No, ranked choice would give us an option to express a stronger preference for other candidates. It would not fix the fact that Biden and Trump hold near-majority support in this election cycle and one of them will be the winner of the election, making every voter with any sense pick one of them to support over the other.
Okay, cool, if ranked choice voting was implemented, who would have the support of the electorate who isn't Biden or Trump?
On what basis are you making the claim that Biden has near-majority support here? Because if it's simply the fact he's the candidate that was produced by our shit system, it seems like you're just begging the question.
Is this the part where I post polls and you say "Well, we can't TELL because if things were different the POLLS would be different too"?
Did you read the article? It says everyone polls approximately the same as Biden.
Yes, that one. The difference between all the candidates falls in a range of about 3 percentage points, meaning that everyone has near majority support.
Lmao, those polls are asking how people would vote in hypothetical head-to-heads - as in:
But I guess since this says each hypothetical polled resulted in near the same chances, that means all of the alternatives have 'near-majority support', right?
Good to see you still can't read worth a damn.

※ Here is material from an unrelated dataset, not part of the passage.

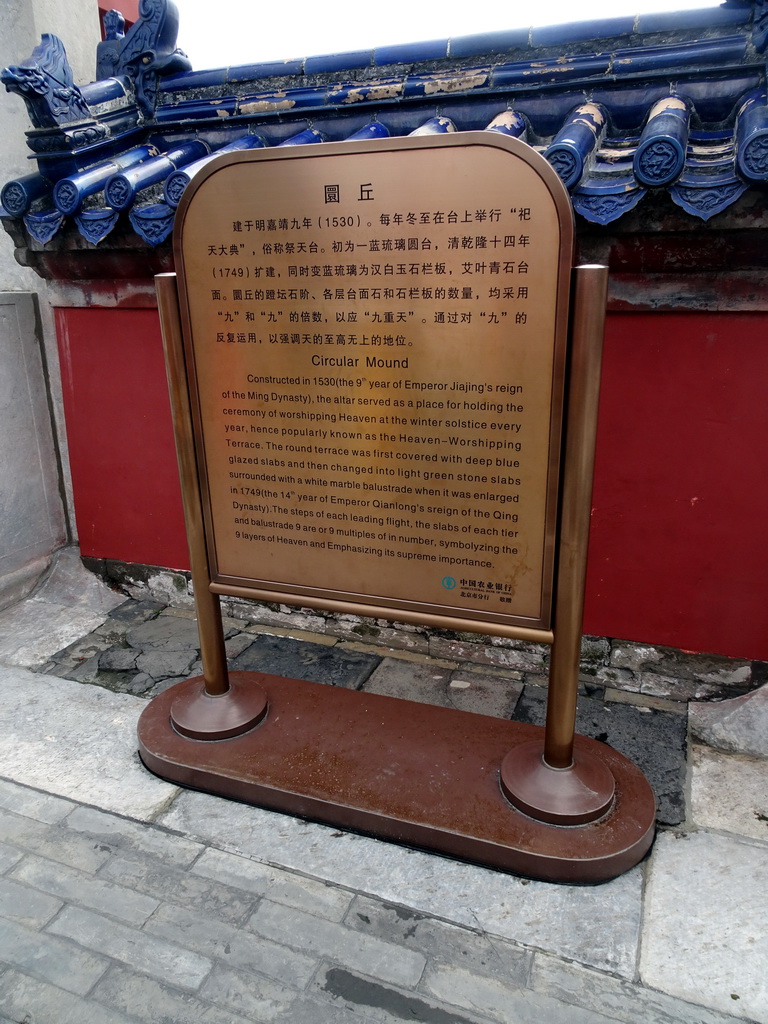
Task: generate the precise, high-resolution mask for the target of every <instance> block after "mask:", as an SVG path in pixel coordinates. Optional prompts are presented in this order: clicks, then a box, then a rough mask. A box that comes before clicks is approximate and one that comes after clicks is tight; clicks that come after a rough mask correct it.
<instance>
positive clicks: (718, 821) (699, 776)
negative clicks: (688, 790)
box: [691, 746, 768, 842]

idk what to tell you, the article you linked shows alt candidates having similar support as biden in head-to-heads. I'm not sure in what world that means Biden has majority support. They can't all have near-majority support
if 75% of the democratic electorate would prefer a different candidate, then in a ranked-choice election 75% of democratic voters would likely be putting him as second or third choice, not their first.
This is the third or fourth time I've seen you hide behind "the opinions of the electorate" as a defense of status-quo positions, except this time it's pretty clearly not the opinion of the electorate that Biden is the preferred candidate to go up against trump.